Collect cultures: sputum cultures might be collected in patients who are going to be managed in the outpatient setting (blood cultures make much less logistical sense as a patient with suspected bacteria will likely not be managed outpatient). It is possible that the causative pathogen may be identified using this culture method (although some may forgo collecting the cultures as it might not change the clinical management of the patient).
STARTING ANTIBIOTIC THERAPY: WHAT ARE THE TREATMENT OPTIONS?
It is important to appreciate that their are two major sets of guidelines that impact the types of antibiotics that are prescribed in an outpatient setting.
American IDSA Guidelines: these guidelines are geared to have more coverage of different types of community acquired pathogens (such as Chlamydophila pneumoniae, Legionella pnuemophilia, and Mycoplasma pneumoniae) BUT do a worse job in treating the most likely pathogen (Streptococcus pneumoniae)
No recent antibiotic therapy: this setting the following options are commonly used
- Macrolides: Azithromycin is a very commonly used medication.
- Doxycycline is an older medication but also can be effective.

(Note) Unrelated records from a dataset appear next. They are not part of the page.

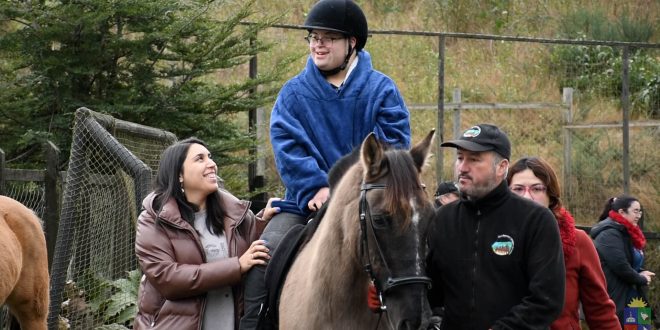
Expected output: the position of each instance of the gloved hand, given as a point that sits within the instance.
(372, 298)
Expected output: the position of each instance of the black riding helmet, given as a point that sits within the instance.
(343, 16)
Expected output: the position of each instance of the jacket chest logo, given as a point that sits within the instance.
(503, 245)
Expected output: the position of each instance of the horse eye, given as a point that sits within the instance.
(380, 221)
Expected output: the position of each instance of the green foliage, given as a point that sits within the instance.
(491, 16)
(158, 63)
(594, 25)
(598, 70)
(104, 304)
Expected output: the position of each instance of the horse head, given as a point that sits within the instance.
(394, 215)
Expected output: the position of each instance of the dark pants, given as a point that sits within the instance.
(255, 288)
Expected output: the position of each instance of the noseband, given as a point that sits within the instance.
(365, 219)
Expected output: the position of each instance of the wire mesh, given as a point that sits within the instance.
(92, 279)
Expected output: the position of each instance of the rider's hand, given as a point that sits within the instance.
(269, 211)
(317, 201)
(256, 254)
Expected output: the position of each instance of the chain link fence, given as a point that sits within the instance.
(94, 274)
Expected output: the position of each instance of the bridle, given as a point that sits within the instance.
(391, 282)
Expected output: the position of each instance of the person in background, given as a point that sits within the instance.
(495, 259)
(194, 242)
(446, 193)
(620, 244)
(533, 178)
(319, 116)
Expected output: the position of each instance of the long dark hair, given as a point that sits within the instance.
(167, 186)
(545, 173)
(615, 204)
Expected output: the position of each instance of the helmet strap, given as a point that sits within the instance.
(331, 72)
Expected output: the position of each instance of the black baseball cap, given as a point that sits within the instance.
(445, 188)
(483, 137)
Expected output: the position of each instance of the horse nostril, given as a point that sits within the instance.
(409, 325)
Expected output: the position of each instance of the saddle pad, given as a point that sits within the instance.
(280, 263)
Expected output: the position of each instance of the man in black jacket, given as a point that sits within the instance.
(495, 259)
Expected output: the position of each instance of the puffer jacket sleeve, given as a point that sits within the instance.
(174, 278)
(599, 309)
(610, 243)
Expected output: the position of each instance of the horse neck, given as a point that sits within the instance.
(334, 249)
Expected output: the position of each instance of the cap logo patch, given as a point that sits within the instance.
(472, 132)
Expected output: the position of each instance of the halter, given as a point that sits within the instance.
(365, 214)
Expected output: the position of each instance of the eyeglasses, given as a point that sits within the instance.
(535, 189)
(637, 212)
(313, 39)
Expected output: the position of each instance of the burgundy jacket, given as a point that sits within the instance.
(585, 283)
(172, 293)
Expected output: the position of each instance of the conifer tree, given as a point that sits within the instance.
(160, 63)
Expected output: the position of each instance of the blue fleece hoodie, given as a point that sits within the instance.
(313, 124)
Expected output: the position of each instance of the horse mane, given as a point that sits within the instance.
(403, 184)
(400, 175)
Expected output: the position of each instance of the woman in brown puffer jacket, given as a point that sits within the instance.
(194, 242)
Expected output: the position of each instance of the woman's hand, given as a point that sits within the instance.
(648, 275)
(319, 199)
(256, 254)
(269, 211)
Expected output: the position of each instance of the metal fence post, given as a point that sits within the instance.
(567, 100)
(2, 172)
(53, 192)
(625, 103)
(440, 130)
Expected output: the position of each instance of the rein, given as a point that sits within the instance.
(366, 224)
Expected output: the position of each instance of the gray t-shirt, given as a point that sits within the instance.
(219, 312)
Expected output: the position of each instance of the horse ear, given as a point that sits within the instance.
(421, 151)
(372, 155)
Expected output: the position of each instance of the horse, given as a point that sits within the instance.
(373, 232)
(24, 281)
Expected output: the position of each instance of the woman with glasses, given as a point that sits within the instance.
(620, 244)
(534, 178)
(320, 115)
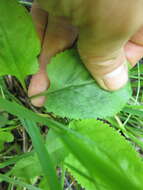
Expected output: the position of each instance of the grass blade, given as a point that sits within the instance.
(17, 182)
(43, 155)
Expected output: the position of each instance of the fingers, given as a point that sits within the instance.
(101, 44)
(58, 36)
(40, 19)
(134, 48)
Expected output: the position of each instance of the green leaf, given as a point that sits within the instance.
(55, 147)
(18, 183)
(43, 155)
(19, 43)
(3, 120)
(74, 93)
(5, 137)
(119, 166)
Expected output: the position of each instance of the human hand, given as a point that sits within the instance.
(110, 35)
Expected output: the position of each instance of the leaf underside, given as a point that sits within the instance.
(19, 44)
(75, 94)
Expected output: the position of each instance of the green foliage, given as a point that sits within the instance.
(115, 151)
(75, 93)
(18, 40)
(95, 154)
(5, 137)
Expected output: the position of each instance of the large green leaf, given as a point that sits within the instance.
(74, 93)
(115, 151)
(19, 44)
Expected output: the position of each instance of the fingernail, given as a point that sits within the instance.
(116, 79)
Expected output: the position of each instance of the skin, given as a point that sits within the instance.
(110, 35)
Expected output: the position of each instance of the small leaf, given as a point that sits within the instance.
(19, 44)
(115, 151)
(75, 93)
(5, 137)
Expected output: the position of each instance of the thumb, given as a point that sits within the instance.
(59, 35)
(101, 47)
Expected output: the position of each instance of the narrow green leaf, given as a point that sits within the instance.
(110, 160)
(43, 155)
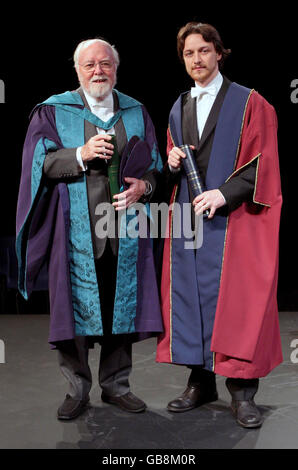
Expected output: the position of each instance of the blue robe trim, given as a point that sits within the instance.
(195, 288)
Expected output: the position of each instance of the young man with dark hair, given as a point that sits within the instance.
(219, 301)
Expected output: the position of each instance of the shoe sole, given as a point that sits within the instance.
(243, 425)
(79, 413)
(111, 402)
(182, 410)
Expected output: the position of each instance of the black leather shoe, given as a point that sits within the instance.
(192, 397)
(71, 408)
(246, 413)
(128, 402)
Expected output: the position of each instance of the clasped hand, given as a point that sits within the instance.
(131, 195)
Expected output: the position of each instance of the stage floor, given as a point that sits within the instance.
(32, 388)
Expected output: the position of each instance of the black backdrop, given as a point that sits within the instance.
(36, 61)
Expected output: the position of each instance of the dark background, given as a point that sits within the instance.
(36, 62)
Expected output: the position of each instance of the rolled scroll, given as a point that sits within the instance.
(192, 173)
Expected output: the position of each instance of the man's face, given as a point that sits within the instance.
(201, 59)
(96, 70)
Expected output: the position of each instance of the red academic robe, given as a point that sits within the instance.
(246, 338)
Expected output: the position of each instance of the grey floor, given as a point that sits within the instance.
(32, 388)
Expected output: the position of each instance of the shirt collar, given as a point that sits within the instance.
(217, 82)
(107, 102)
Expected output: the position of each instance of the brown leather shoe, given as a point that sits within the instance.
(128, 402)
(71, 408)
(246, 413)
(192, 397)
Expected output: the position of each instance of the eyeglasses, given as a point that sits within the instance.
(91, 66)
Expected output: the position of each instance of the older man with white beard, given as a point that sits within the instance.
(102, 287)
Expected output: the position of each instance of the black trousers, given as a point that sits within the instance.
(116, 350)
(240, 389)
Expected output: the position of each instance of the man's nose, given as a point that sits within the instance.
(197, 57)
(98, 67)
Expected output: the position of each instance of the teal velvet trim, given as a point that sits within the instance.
(36, 175)
(89, 116)
(126, 285)
(85, 295)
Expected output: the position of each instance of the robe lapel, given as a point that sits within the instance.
(189, 121)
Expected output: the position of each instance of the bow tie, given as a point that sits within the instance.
(198, 91)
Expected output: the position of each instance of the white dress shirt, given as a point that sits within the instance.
(206, 100)
(104, 110)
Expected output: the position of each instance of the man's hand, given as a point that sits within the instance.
(97, 146)
(211, 200)
(131, 195)
(175, 157)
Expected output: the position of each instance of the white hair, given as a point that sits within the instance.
(82, 45)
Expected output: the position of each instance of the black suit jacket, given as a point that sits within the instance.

Recent antibiotic therapy:
- Respiratory fluoroquinolone: Moxifloxacin, Levofloxacin, Gemifloxacin are all options
- Macrolide (i.e. Azithromycin)+ high dose amoxicillin
European Guidelines: the treatment practices in Europe are tailored to treating the most likely pathogen (Streptococcus pneumoniae) more effectively, at the cost of not covering some of the other pathogens that are “atypical” causes of pneumonia(such as Chlamydophila pneumoniae, Legionella pnuemophilia, and Mycoplasma pneumoniae).
- Penicillin: superior to macrolides or doxycycline for Streptococcus pneumoniae coverage
- Amoxicillin: superior to macrolides or doxycycline for Streptococcus pneumoniae coverage
- AVOID fluoroquinolones as above therapies seem to work just as well.